Just because it is getting darker and colder does not mean you should put your bicycle away. It’s still a great way to get around, but you will need to take some extra precautions.
For example, Nevada law requires you have a white light on the front of your bicycle, a red tail reflector on the rear and reflective material on each side of your bicycle when riding at night. While that applies all year round, you are more likely to be riding at night over the next few months as the days are shorter.
Remember those are minimum legal requirements, and supplementing with additional lights can help others see you, as can further reflective strips on your clothing or luggage at night and bright colors in the day. Many cyclists now use flashing lights day and night.
Careful road positioning also helps. Motor vehicles have significant blind spots you’ll need to avoid sitting in. You might also consider exchanging routes that are fine in daylight but lack sufficient street lighting at night. Again, it is about making it easy for motorists to spot you.
If you get cold, the body will focus its efforts on protecting the core at the expense of the extremities and the brain.

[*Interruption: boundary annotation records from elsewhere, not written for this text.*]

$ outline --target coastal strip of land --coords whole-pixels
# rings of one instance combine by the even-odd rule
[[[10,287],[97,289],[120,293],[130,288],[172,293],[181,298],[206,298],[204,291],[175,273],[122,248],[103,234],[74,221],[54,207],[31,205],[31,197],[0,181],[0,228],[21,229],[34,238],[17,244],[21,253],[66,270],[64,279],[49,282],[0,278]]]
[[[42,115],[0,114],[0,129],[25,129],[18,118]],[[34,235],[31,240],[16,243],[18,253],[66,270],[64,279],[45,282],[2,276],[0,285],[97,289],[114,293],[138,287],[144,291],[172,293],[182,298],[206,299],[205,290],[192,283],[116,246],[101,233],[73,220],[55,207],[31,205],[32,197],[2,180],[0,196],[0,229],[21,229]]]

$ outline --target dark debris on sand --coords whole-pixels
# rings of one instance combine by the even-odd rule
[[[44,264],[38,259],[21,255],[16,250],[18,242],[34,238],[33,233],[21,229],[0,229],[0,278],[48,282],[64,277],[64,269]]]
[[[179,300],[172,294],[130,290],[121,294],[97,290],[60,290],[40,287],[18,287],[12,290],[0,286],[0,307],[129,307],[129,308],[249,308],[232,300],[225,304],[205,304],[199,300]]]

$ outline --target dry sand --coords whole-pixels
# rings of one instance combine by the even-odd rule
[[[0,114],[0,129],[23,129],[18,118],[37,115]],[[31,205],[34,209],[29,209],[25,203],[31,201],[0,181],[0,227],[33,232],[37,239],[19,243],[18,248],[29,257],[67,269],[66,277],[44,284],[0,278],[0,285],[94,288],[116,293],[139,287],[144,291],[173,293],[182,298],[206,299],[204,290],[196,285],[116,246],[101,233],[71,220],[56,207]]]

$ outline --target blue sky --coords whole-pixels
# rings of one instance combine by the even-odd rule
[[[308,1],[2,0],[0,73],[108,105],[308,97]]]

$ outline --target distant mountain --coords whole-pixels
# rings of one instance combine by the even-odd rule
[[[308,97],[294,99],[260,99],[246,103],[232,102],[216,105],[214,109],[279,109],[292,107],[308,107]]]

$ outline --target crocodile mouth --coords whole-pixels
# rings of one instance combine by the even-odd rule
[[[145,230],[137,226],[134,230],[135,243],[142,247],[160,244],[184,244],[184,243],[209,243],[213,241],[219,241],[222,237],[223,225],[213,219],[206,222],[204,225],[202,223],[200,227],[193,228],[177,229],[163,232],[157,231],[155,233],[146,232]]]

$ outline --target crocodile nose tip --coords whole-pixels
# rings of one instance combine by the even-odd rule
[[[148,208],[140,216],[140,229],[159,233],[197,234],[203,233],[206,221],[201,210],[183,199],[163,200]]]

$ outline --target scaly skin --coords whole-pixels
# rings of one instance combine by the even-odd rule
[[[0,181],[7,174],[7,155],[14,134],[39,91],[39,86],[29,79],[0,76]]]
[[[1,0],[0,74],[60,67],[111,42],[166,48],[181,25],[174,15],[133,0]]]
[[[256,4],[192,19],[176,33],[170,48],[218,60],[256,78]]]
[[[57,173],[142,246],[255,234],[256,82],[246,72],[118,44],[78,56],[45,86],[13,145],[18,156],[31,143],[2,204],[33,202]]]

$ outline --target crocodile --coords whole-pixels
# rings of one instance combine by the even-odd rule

Being cold can not only mean cold fingers and toes but slower decision-making. Using additional clothing to stay warm will not only make your journey more pleasant, but it will make it safer.
You can only do so much, however. As with any time of year, your safety depends on the motorists around you. If they are distracted or make a poor choice, they could injure you. Showing that you did your part to stay seen and alert will help your cause if you ever need to claim compensation in the wake of a wreck.